Hide shivers. He reaches up, turning off the treadmill. He steps off, taking his towel from the railing to mop up his face and neck. The gym is very quiet this early in the morning. The only person he encounters regularly at this time is Yonebayashi Saiko, who uses the stationary bicycle. They never talk. She always had headphones in, watching something on her phone.

“I didn’t know she lived nearby,” Mado said in surprise when Hide mentioned he’d seen her at the gym, which was apparently a shock in itself. “But, now that I think about it, it’s not so surprising.”

Her brother is on Tsukiyama’s side of the aisle. He’s an analyst of some sort. Hide has never heard him speak. He wears an eyepatch, which originally reminded Hide of Kaneki. In one of the fights that broke out, however, someone punched it off. It stopped the fight. There’s a gaping, badly scarred hole of a ruined socket under it. He didn’t make a sound. He’s mute.

“Experiments,” Mado admitted when Hide asked her on a Monday because Tsukiyama has a hair-trigger temper regarding questions of people on his side of the aisle. “Not all the Quinx worked.”

It’s an understatement. Most were failures. It’s something that is brought up over and over. Human experimentation has not lost its horror to the public. It hasn’t lost its horror with Hide. Ghoul experimentation turns Hide’s stomach as it does with ghouls who are willing to be vocal. Both Mado and Tsukiyama, despite everything, are almost blasé about it.

“It’s sickening,” Hide says to Nishiki. 

“What did you expect?” Nishiki says, frowning as if in disappointment.

Hide doesn’t know. Despite their obvious differences, Mado and Tsukiyama are mirror images of each other in a lot of ways. Both of them have tempers and tend to lash out when they feel threatened. Mado lost both her parents to ghouls. The CCG exterminated Tsukiyama’s family. They like cats, fashion, and soap operas. The latter they talk about over coffee if they’re both in particularly good moods.

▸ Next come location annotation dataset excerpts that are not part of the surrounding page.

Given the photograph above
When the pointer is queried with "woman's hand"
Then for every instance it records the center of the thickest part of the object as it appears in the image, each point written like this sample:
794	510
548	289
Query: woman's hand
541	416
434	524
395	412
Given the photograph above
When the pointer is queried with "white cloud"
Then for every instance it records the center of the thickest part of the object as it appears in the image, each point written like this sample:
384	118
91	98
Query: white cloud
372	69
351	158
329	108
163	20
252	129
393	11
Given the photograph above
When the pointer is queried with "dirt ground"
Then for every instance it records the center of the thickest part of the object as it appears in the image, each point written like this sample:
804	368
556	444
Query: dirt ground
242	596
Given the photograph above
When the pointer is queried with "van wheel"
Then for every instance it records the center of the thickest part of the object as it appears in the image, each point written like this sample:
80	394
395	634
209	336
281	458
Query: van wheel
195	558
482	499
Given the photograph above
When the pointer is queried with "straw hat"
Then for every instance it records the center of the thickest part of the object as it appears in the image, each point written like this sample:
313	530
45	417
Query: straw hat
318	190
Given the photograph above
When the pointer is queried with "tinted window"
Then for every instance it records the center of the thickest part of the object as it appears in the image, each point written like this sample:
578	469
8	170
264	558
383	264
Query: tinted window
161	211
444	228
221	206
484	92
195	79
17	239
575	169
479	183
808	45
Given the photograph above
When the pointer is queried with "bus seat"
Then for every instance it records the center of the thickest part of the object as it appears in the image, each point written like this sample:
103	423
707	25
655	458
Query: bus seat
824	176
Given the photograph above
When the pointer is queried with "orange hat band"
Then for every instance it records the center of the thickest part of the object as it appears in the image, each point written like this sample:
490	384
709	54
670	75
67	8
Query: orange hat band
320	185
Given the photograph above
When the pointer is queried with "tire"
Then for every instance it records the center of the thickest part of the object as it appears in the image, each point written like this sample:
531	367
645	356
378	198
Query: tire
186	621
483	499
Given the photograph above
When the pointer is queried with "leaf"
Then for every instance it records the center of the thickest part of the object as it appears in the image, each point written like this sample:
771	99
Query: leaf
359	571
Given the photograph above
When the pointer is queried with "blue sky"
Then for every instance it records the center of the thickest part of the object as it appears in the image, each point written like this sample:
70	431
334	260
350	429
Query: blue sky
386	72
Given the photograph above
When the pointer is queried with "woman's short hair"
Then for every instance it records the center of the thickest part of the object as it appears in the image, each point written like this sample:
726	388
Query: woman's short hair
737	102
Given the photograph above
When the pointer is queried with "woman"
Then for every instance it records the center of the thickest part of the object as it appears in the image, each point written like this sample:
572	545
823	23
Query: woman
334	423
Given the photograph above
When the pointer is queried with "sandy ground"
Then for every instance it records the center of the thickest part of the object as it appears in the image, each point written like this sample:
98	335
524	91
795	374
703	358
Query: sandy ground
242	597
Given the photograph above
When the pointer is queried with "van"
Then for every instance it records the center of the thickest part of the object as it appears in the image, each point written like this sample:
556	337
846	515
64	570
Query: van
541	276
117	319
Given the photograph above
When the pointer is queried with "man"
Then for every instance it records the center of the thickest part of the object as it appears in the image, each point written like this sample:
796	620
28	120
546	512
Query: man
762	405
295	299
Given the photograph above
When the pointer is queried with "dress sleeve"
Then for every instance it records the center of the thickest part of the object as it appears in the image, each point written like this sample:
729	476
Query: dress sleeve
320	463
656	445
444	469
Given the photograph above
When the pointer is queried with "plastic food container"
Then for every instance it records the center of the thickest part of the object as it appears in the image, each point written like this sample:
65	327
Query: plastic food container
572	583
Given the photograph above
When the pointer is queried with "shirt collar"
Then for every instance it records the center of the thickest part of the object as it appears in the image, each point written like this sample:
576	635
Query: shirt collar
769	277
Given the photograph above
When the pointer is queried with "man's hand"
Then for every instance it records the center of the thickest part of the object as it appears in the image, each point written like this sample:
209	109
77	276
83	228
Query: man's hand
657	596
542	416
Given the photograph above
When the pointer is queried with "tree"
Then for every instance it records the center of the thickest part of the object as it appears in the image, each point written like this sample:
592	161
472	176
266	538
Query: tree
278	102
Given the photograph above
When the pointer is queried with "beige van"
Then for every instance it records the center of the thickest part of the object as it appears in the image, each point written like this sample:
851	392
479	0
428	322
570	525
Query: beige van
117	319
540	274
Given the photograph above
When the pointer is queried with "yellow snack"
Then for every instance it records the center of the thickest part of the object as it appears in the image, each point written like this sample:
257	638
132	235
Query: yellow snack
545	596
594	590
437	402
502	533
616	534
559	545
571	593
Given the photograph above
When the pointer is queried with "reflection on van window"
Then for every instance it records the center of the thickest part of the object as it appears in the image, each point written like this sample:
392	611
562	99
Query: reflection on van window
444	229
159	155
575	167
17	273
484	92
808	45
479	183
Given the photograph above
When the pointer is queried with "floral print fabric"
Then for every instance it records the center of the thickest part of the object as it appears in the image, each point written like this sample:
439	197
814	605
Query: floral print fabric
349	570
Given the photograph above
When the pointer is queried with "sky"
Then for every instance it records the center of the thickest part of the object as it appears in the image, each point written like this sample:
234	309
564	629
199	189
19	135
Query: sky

It makes Hide realize that even with them he’s apart. He didn’t lose is family violently. Rather, his parents are still alive. They live in Hiroshima, and Hide doesn’t have much contact with them. They aren’t on bad terms, but it’s difficult. They thought Hide was dead for three years only to find out he’s alive and mixed up in the greatest battle between humans and ghouls in a hundred and fifty years. They don’t know how to talk to him, and Hide doesn’t know how to talk to them. 

“Your parents are still alive?” Tsukiyama asks, momentarily baldly incredulous.

Hide grimaces. It’s almost his father’s birthday, which is three days before Christmas. The only reason he asked Tsukiyama, breaking their usual silence on Mondays, is he’s desperate for gift ideas. 

“Yeah,” he says, a bit sharper than necessary; he takes a deep breath of the chilled winter air to control himself. “My dad likes his fashionable things, but, well…”

“You and Kaneki both had a strange sense,” Tsukiyama says, again very blunt.

Hide frowns. He looks at Tsukiyama fully for the first time. He’s flushed and there’s a slightly off quality to the way he holds himself. It’s cold, but he looks like he’s dressed for it. Hide wonders how long Tsukiyama has been standing in the cemetery. Tsukiyama recently grumbled that he’s on a diet, which had confused Mado and Hide.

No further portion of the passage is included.